Mui Ne is a small fishing village nearby the bigger provincial capital Phan Thiet. Both produce fish sauce that I smelled for the last few days of riding. The smell of sun rotting fish is less delectable when it’s perfuming the air and not flavoring your food.
Mui Ne resort area is actually Ham Tien village along the water. I can’t say I’m a huge fan of a whole strip of resorts removing the locals and not giving public access to the water. Much like the Vietnamese, I think I prefer Phan Thiet with its public beaches and parks, restaurants, and less tourist town focus. There is more interesting stuff inbetween the two and in Phan Thiet.

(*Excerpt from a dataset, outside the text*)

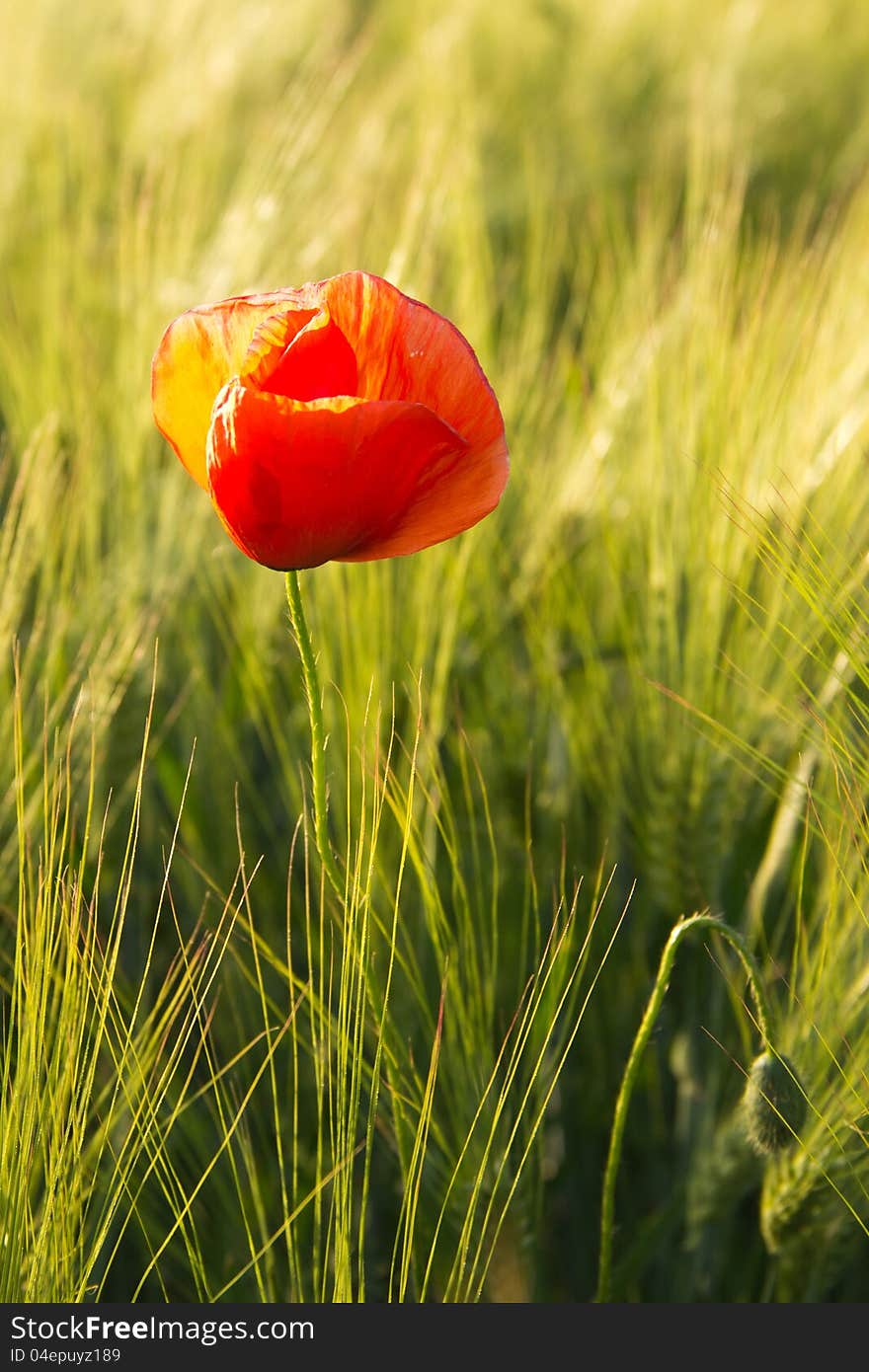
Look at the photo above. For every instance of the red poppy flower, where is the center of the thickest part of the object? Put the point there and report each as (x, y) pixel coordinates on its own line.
(341, 420)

I’ve heard about how the Vietnamese revere the whale and have elaborate burial ceremonies for the beached specimens they worship as gods. I found a temple in Phan Thiet (Van Thuy Tu) which claims Southeast Asia’s biggest whale skeleton (22 meters/66 feet) and has a shrine in front of a whole room full of whale bones! I hear the temple is often closed for various reasons and indeed I thought it was when I arrived. They were under heavy construction and the whale skeleton was under a tarp. A construction worker happily showed me around before handing me off to an old dude in what looked like his pajamas smoking. This guy talked my ear off not realizing I didn’t understand a single word but I enjoyed his enthusiasm. He handed me some incense and beat a huge gong like drum for me as I prayed to the whales. I’m not usually a temple person but I did enjoy this one. While Vietnamese will eat just about any animal unfortunate to wander into their sight, they will not eat whales because they are sacred. I’m surprised any creature in Asia is sacred enough to avoid that fate!
I’m glad I showed up in low season. The rain ruined my laying out on the beach, but I imagine the sand flies that have already bitten me silly would’ve done the same. I do enjoy being in resort towns (Vietnamese or foreign) as I feel like I can be in a bikini safely. The low season lack of people on the beach and generally around is nice too, if a little empty. I have to wonder why the nightclub next door still blasts music on the weekends til 1 AM though. Alas, I have finished exploring and eating here and will be moving quickly to Saigon and the Mekong Delta now. Onwards and away from the beach!